ME TEMO QUE HEMOS PERDIDO EL CONTACTO.
—Es una lástima —replicó la señorita Flitworth, con un tono de sinceridad absoluta—. Aquí solíamos pasarlo muy bien en los viejos tiempos. Eso era cuando mi muchacho vivía, por supuesto.
¿TIENE USTED UN HIJO? —preguntó Bill, que estaba perdiendo el hilo. La mujer le lanzó una mirada agria.
—Le ruego que considere bien la palabra «señorita»-dijo—. En esta zona nos tomamos esas cosas muy en serio.
LE PIDO DISCULPAS.
—No, se llamaba Rufus. Era contrabandista, como mi padre. Aunque que no tan bueno. Eso tengo que reconocerlo. Lo suyo era más artístico. Siempre me traía montones de cosas del extranjero, ¿sabe? Joyas y esas cosas. Y también íbamos a bailar. Recuerdo que Rufus tenía unas bonitas pantorrillas. Me gustan los hombres con buenas piernas.
Contempló fijamente la chimenea durante un rato.

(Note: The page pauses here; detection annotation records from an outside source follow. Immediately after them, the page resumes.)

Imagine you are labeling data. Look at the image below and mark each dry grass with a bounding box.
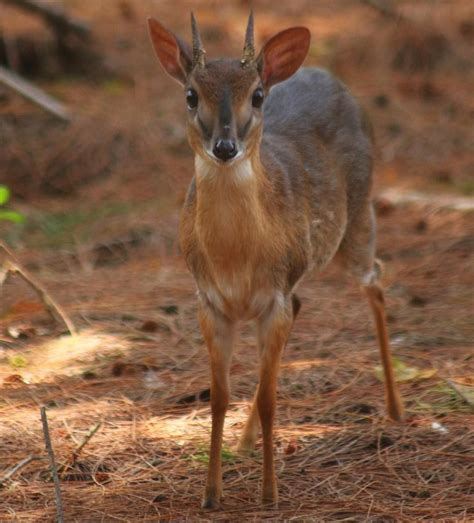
[0,208,474,522]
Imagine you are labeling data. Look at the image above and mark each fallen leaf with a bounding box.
[285,440,298,456]
[7,325,37,340]
[140,320,160,332]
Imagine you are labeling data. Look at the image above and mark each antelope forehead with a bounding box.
[193,59,259,103]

—Es que… un día, no regresó. Fue poco antes de nuestra boda. Mi padre dijo que no debió intentar cruzar las montañas estando tan próximo el invierno, pero yo sé que quería hacerlo para poder traerme un regalo bonito. También quería ganar dinero para impresionar a mi padre, que se oponía a…

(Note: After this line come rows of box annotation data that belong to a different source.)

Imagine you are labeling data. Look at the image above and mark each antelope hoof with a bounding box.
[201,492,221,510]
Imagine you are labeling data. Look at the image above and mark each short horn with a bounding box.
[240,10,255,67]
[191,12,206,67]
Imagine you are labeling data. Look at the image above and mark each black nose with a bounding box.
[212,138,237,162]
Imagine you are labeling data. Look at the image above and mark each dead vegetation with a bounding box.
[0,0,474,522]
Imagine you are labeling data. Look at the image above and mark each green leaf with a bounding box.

Cogió el atizador y golpeó los tizones con más rabia de la que merecían.
—El caso es que algunos dijeron que había huido muy lejos, a Farferee o a Ankh-Morpork, a un sitio de ésos, pero yo sé que nunca me habría hecho una cosa semejante.
La mirada penetrante que lanzó a Bill Puerta lo clavó en la silla.
—¿Qué opina usted, Bill Puerta? —preguntó bruscamente.
LAS MONTAÑAS PUEDEN SER MUY TRAICIONERAS EN INVIERNO, SEÑORITA FLITWORTH.
La mujer pareció aliviada.
—Eso es lo que siempre he dicho yo —asintió—. ¿Sabe otra cosa, Bill Puerta? ¿Sabe lo que pensé?
NO, SEÑORITA FLITWORTH.
—Como le he dicho, eso fue el día anterior a nuestra boda. Después uno de sus ponis de carga volvió solo, y los hombres fueron a buscarlo y encontraron la avalancha…, ¿sabe lo que pensé yo? Que aquello era ridículo. Que era estúpido. ¿No es terrible? Bueno, después también pensé otras cosas, claro, pero lo primero que me dije fue que el mundo no debería comportarse como si todo estuviera en una especie de libro. ¿No es espantoso que pensara una cosa semejante?
PERSONALMENTE, NUNCA HE CONFIADO MUCHO EN LOS DRAMAS TEATRALES, SEÑORITA FLITWORTH.
En realidad, ella no le escuchaba.
—Y pensé, ahora la vida espera de mí que me pase varios años vestida con el traje de novia y caminando como un espectro, que me vuelva tarumba. Eso es lo que quiere que haga. ¡Ja! ¡Ni hablar! Así que puse el vestido de novia en la bolsa de los trapos, e invitamos a todo el mundo al almuerzo de bodas, porque era un crimen que se desperdiciara una comida tan buena.